La prise en charge thérapeutique des personnes atteintes de cancer colorectal pourrait connaitre un saut révolutionnaire avec un nouveau test sanguin, sur le point d’être testé en Grande Bretagne. La presse britannique, notamment la BBC et de l’Independent , évoquent une stratégie qui pourrait éviter à des milliers de patients de subir une chimiothérapie « inutile ».

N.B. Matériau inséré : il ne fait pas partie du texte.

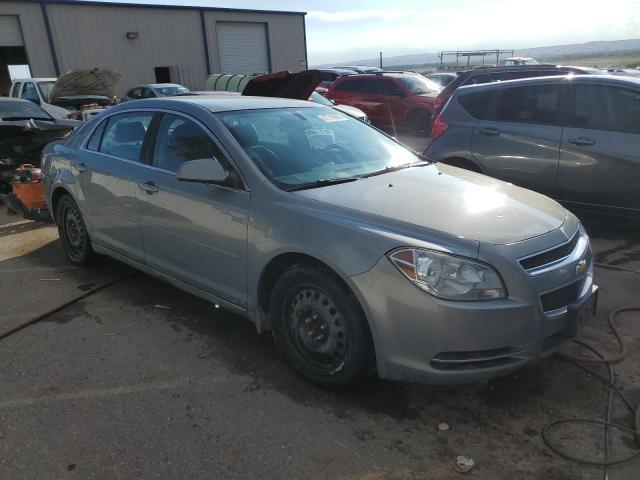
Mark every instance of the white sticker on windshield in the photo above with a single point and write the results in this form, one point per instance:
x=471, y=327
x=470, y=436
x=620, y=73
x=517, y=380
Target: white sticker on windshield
x=332, y=117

Alors que la majorité des patients atteints d’un cancer colorectal de stade 3 se voient proposer une chimiothérapie post-chirurgie, celle-ci pourrait s’avérer inutile pour de nombreux patients, pour qui l’approche chirurgicale pourrait suffire. « La moitié des patients atteints d’un cancer colorectal de stade 3 sont guéris par la chirurgie seule, nous sur-traitons donc une grande partie des patients », a ainsi déclaré le Dr Naureen Starling, chercheuse en charge de l’essai clinique pour évaluer ce nouveau test sanguin.
Intitulé TRACC, cet essai clinique inclut 1 621 Britanniques atteints de cancer colorectal, suivis sur 4 ans. les scientifiques veulent répondre « de manière robuste à la question de savoir si nous pouvons épargner aux patients une chimiothérapie inutile s’ils sont négatifs pour l’ADN tumoral circulant (ADNtc) après la chirurgie », détaille le Royal Marsden NHS Foundation Trust de Londres sur son site dédié à l’essai.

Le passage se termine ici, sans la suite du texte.